Cara berpikir seperti ini, lanjut dia, sangat keliru. Tidak mesti seseorang yang lahir di sebuah negara lalu menggunakan bahasa di negara itu otomatis bisa menggunakan bahasa tersebut dengan baik. Bahasa Indonesia adalah keterampilan yang harus direbut. Sebab ia bukan lahir bersama kita. Saat lahir kita tidak memiliki keterampilan berbahasa yang baik.


“Keterampilan berbahasa itu harus kita rebut. Harus kita usahakan. Jadi, jangan sekali-kali berpikir bahwa karena Anda orang Indonesia pasti bisa berbahasa Indonesia dengan baik. Tidak mesti,” tandasnya.


Gus Ulil menambahkan, orang yang berpikir demikian sebenarnya prototipe orang yang malas. Cara berpikir seperti inilah yang membuat orang ini tidak berusaha untuk mempelajari skill atau keterampilan berbahasa dengan baik. Karena dia berpikir ketika dia lahir di sebuah negara tertentu otomatis dia bisa menggunakan bahasa di negara itu.


Buang Kemalasan
Menurut Gus Ulil, kemalasan ini harus kita buang. “Kalau Anda ingin menjadi penulis yang baik, Anda harus menanamkan pikiran dan satu mindset bahwa saya harus menguasai bahasa Indonesia dengan baik dan itu tidak datang secara alamiah,” tuturnya.


“Itulah bukti bahwa kita sebetulnya mencintai, menyayangi, dan memberikan perhatian lebih kepada bahasa Indonesia yang menurut saya itu adalah sikap dasar untuk menjadi penulis yang baik,” sambungnya.


Kelima, Anda tidak akan menjadi penulis yang baik jika Anda tidak memiliki kamus besar bahasa Indonesia (KBBI).
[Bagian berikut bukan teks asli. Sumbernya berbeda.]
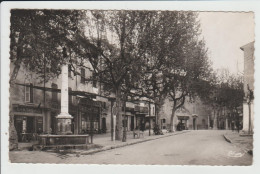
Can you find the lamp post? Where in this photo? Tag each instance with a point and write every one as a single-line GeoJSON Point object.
{"type": "Point", "coordinates": [124, 123]}
{"type": "Point", "coordinates": [250, 97]}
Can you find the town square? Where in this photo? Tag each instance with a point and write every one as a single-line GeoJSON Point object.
{"type": "Point", "coordinates": [131, 87]}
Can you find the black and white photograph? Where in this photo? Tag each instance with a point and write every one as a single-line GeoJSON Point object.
{"type": "Point", "coordinates": [130, 87]}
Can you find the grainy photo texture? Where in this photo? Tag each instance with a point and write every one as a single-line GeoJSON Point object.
{"type": "Point", "coordinates": [131, 87]}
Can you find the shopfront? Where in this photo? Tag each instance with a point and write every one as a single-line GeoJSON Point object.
{"type": "Point", "coordinates": [28, 121]}
{"type": "Point", "coordinates": [140, 113]}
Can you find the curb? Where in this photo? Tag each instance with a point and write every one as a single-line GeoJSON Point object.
{"type": "Point", "coordinates": [127, 144]}
{"type": "Point", "coordinates": [245, 149]}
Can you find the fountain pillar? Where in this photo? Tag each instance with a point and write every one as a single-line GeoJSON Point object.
{"type": "Point", "coordinates": [64, 118]}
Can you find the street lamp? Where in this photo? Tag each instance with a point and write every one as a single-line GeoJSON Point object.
{"type": "Point", "coordinates": [250, 97]}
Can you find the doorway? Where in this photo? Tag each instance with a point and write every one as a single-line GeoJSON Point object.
{"type": "Point", "coordinates": [104, 127]}
{"type": "Point", "coordinates": [194, 123]}
{"type": "Point", "coordinates": [132, 123]}
{"type": "Point", "coordinates": [30, 126]}
{"type": "Point", "coordinates": [204, 123]}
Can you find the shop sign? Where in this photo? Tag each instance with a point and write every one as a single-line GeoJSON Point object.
{"type": "Point", "coordinates": [90, 102]}
{"type": "Point", "coordinates": [28, 109]}
{"type": "Point", "coordinates": [141, 109]}
{"type": "Point", "coordinates": [90, 109]}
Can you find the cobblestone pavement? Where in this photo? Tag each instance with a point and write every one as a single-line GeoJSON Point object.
{"type": "Point", "coordinates": [242, 141]}
{"type": "Point", "coordinates": [206, 147]}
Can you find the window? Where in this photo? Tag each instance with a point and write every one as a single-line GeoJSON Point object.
{"type": "Point", "coordinates": [164, 120]}
{"type": "Point", "coordinates": [82, 79]}
{"type": "Point", "coordinates": [70, 96]}
{"type": "Point", "coordinates": [54, 93]}
{"type": "Point", "coordinates": [29, 93]}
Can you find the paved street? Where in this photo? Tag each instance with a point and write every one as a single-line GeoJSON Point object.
{"type": "Point", "coordinates": [203, 147]}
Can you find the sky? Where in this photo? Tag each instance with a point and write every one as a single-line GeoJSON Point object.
{"type": "Point", "coordinates": [224, 34]}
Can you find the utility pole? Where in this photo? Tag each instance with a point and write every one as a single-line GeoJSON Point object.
{"type": "Point", "coordinates": [149, 117]}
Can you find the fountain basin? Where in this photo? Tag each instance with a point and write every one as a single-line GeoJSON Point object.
{"type": "Point", "coordinates": [49, 140]}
Jadi, jika tidak mempunyainya tentu bisa meminjam meski ini tidak menarik. Jadi, usahakan anda memilikinya. “Minimal mengunduh aplikasi KBBI di android. Intinya anda harus punya itu,” tegasnya.


Mengapa memiliki kamus itu penting, menurut Gus Ulil, karena seorang penulis yang baik itu yang bisa menulis dengan bahasa yang segar. Penulis harus memilih diksi atau pilihan kata yang tepat. “Kalau Anda menulis dengan bahasa yang kosakatanya terbatas, maka tulisan Anda menjadi tidak menarik. Karena Anda tidak bisa menggunakan variasi kosakata dan diksi yang warna-warni,” terangnya.
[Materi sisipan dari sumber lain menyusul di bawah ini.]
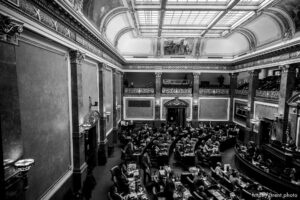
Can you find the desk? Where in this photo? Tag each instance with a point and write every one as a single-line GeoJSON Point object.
{"type": "Point", "coordinates": [269, 179]}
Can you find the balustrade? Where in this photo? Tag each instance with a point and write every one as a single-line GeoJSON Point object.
{"type": "Point", "coordinates": [267, 94]}
{"type": "Point", "coordinates": [214, 91]}
{"type": "Point", "coordinates": [139, 90]}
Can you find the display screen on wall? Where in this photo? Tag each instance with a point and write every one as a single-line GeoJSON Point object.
{"type": "Point", "coordinates": [139, 103]}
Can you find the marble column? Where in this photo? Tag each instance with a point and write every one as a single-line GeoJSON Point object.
{"type": "Point", "coordinates": [157, 95]}
{"type": "Point", "coordinates": [253, 83]}
{"type": "Point", "coordinates": [122, 95]}
{"type": "Point", "coordinates": [115, 111]}
{"type": "Point", "coordinates": [79, 164]}
{"type": "Point", "coordinates": [103, 146]}
{"type": "Point", "coordinates": [196, 82]}
{"type": "Point", "coordinates": [287, 84]}
{"type": "Point", "coordinates": [233, 86]}
{"type": "Point", "coordinates": [11, 143]}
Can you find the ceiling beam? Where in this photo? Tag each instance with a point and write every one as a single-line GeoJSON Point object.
{"type": "Point", "coordinates": [220, 16]}
{"type": "Point", "coordinates": [133, 17]}
{"type": "Point", "coordinates": [161, 16]}
{"type": "Point", "coordinates": [195, 7]}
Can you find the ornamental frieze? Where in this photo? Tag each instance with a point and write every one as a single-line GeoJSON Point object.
{"type": "Point", "coordinates": [60, 23]}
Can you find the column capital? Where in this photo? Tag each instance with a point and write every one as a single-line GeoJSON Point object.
{"type": "Point", "coordinates": [10, 29]}
{"type": "Point", "coordinates": [233, 75]}
{"type": "Point", "coordinates": [254, 72]}
{"type": "Point", "coordinates": [196, 74]}
{"type": "Point", "coordinates": [286, 68]}
{"type": "Point", "coordinates": [76, 56]}
{"type": "Point", "coordinates": [158, 74]}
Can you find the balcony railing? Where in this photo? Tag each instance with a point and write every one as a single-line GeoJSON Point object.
{"type": "Point", "coordinates": [241, 92]}
{"type": "Point", "coordinates": [215, 91]}
{"type": "Point", "coordinates": [177, 90]}
{"type": "Point", "coordinates": [139, 90]}
{"type": "Point", "coordinates": [267, 94]}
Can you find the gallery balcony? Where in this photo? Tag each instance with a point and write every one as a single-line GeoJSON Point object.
{"type": "Point", "coordinates": [173, 91]}
{"type": "Point", "coordinates": [213, 92]}
{"type": "Point", "coordinates": [241, 93]}
{"type": "Point", "coordinates": [139, 91]}
{"type": "Point", "coordinates": [272, 95]}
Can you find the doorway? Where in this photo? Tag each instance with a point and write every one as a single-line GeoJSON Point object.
{"type": "Point", "coordinates": [266, 131]}
{"type": "Point", "coordinates": [176, 116]}
{"type": "Point", "coordinates": [176, 112]}
{"type": "Point", "coordinates": [91, 147]}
Menurut Gus Ulil, setiap tulisan setidaknya memiliki dua elemen penting. Pertama, elemen bahasa. Kedua, elemen ide. Jika elemen pertama bisa kita serupakan dengan baju, maka elemen kedua sama dengan tubuh. “Jadi, tulisan itu layaknya manusia. Ada bajunya. Ada badannya,” ujarnya memberi tamsil.
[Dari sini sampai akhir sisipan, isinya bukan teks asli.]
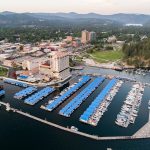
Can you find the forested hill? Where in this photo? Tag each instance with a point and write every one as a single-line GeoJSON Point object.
{"type": "Point", "coordinates": [137, 53]}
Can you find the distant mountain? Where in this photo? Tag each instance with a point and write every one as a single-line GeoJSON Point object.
{"type": "Point", "coordinates": [130, 18]}
{"type": "Point", "coordinates": [122, 18]}
{"type": "Point", "coordinates": [10, 19]}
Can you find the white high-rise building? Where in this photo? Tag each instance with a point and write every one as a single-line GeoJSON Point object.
{"type": "Point", "coordinates": [92, 36]}
{"type": "Point", "coordinates": [57, 66]}
{"type": "Point", "coordinates": [85, 37]}
{"type": "Point", "coordinates": [88, 36]}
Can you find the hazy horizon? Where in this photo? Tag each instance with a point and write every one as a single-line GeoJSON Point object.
{"type": "Point", "coordinates": [104, 7]}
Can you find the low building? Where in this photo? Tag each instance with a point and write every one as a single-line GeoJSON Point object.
{"type": "Point", "coordinates": [112, 39]}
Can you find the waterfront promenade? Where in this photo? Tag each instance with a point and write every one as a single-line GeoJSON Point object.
{"type": "Point", "coordinates": [94, 137]}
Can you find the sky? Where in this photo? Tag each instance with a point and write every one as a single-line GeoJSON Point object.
{"type": "Point", "coordinates": [79, 6]}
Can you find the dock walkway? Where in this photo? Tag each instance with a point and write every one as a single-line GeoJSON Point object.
{"type": "Point", "coordinates": [144, 131]}
{"type": "Point", "coordinates": [94, 137]}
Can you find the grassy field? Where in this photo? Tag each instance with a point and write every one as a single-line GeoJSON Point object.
{"type": "Point", "coordinates": [107, 56]}
{"type": "Point", "coordinates": [3, 71]}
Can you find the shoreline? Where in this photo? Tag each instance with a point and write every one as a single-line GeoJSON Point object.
{"type": "Point", "coordinates": [90, 136]}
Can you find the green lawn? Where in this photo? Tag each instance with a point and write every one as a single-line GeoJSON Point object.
{"type": "Point", "coordinates": [107, 56]}
{"type": "Point", "coordinates": [3, 71]}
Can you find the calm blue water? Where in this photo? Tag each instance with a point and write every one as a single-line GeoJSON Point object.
{"type": "Point", "coordinates": [18, 132]}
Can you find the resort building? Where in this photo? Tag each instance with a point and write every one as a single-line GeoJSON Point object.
{"type": "Point", "coordinates": [57, 66]}
{"type": "Point", "coordinates": [85, 37]}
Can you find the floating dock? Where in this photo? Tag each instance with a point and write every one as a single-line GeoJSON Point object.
{"type": "Point", "coordinates": [56, 102]}
{"type": "Point", "coordinates": [80, 98]}
{"type": "Point", "coordinates": [88, 114]}
{"type": "Point", "coordinates": [94, 137]}
{"type": "Point", "coordinates": [26, 92]}
{"type": "Point", "coordinates": [32, 100]}
{"type": "Point", "coordinates": [2, 92]}
{"type": "Point", "coordinates": [15, 82]}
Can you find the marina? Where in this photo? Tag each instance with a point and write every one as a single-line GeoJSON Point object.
{"type": "Point", "coordinates": [74, 130]}
{"type": "Point", "coordinates": [80, 98]}
{"type": "Point", "coordinates": [32, 100]}
{"type": "Point", "coordinates": [52, 104]}
{"type": "Point", "coordinates": [96, 110]}
{"type": "Point", "coordinates": [72, 124]}
{"type": "Point", "coordinates": [129, 110]}
{"type": "Point", "coordinates": [25, 92]}
{"type": "Point", "coordinates": [15, 82]}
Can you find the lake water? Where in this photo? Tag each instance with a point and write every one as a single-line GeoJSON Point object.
{"type": "Point", "coordinates": [18, 132]}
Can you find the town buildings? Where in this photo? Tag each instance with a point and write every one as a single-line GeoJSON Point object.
{"type": "Point", "coordinates": [87, 37]}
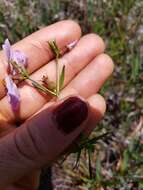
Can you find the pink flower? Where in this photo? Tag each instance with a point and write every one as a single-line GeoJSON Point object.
{"type": "Point", "coordinates": [13, 93]}
{"type": "Point", "coordinates": [72, 45]}
{"type": "Point", "coordinates": [14, 56]}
Dua elemen ini, lanjut dia, harus seiring sejalan. Namun, penulis musti berlatih secara terpisah di dalam kaitannya dengan dua elemen ini. “Untuk meningkatkan mutu bahasa kita harus berlatih pelan-pelan dan sabar,” ujarnya.
     

Pantauan NU Online, usai paparan Gus Ulil memberi kesempatan tanya jawab. Para peserta yang berjumlah 110 warganet dari berbagai penjuru Nusantara dan mancanegara tampak bersemangat dan antusias melalui beberapa pertanyaan yang mereka lontarkan.